The Vulnerability CVE‑2025‑24693 is a Missing Authorization flaw that allows an attacker to bypass correctly configured access control checks in the Yehi Advanced Notifications WordPress plugin. It belongs to CWE‑862, which describes situations where a system fails to authorize a user before performing privileged functions. The flaw can give an authenticated user privileges beyond those intended, potentially exposing or altering data managed by the plugin, compromising the integrity of the site, or allowing further attacks within the WordPress environment. The impact is limited to users who can access the plugin interface; however, the misuse of elevated privileges can have cascading effects if core WordPress files or other plugins rely on the compromised data.
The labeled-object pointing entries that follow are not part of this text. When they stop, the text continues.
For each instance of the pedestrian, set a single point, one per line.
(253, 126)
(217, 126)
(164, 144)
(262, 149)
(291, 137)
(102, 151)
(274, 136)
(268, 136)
Yehi Advanced Notifications plugin for WordPress, all releases up to and including version 1.2.7. The description lists the affected range as n/a through <= 1.2.7, so any installation of the plugin with a version number lower than or equal to 1.2.7 is vulnerable.

The CVSS score of 4.3 indicates moderate severity, and the EPSS score of less than 1% shows a very low probability of exploitation at the time of this analysis. The vulnerability is not listed in the CISA KEV catalog. Because the flaw involves incorrect permission checks inside the plugin, the likely attack vector is web‑based and requires the attacker to be authenticated to the WordPress site, though the precise prerequisites are inferred from the description rather than explicitly provided.